On the other end of the spectrum is WebLogic 8. I just tried to do the same thing with it (made a copy of the config directories, tweaked them, fired it up), and it failed miserably. Parts of it were still pointing into the old config tree, so things like DB pool deployments were failing.
So, what’s the problem here, and what’s the solution?
In my opinion, there are three types of data associated with an application:
The executable code, and anything else that gets installed off the media (and/or built at install time), and never changes thereafter.
Any file that affects how you want the application to run.
Anything that changes during the running of the application, but isn’t part of your own data (e.g. not your relational database). This includes stuff like log files, pid files, lock files, and work directories. Usually you can delete this stuff when the application isn’t running, and it will happily recreate it when it restarts.

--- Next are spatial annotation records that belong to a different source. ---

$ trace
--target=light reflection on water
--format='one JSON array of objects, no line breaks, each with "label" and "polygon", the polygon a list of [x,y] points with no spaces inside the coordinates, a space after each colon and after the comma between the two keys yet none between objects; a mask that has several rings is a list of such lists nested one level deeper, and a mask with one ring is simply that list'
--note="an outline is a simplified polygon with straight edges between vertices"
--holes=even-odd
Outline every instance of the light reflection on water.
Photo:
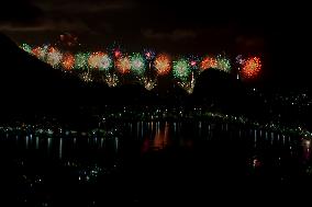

In my opinion, you should be able to create a new config file(s), execute the same static code, point it at the new config file(s), and have the newly configured instance create its own set of dynamic files.
This is what I did with apache in my example above. For apache, my classification scheme works out as follows:
Static: the bin and modues/libexec directories
Configuration: the conf directory
Dynamic: the logs directory
Why would I want to do this? Because I want to check the config files into CVS, so I can carefully manage changes to them. I don’t need to check a copy of apache itself into my CVS tree, since I know what version I downloaded and installed. If/when I upgrade to a new version of apache, I can make any required changes to the config files to support and configure the new version, and check those changes into CVS. The Dynamic files I definitely don’t want in CVS, but I might want to archive them (e.g. the logs) for future reference. A clean split between the 3 file types makes this process very simple. I just have to put a copy of the apache conf directory into CVS, and I’m done.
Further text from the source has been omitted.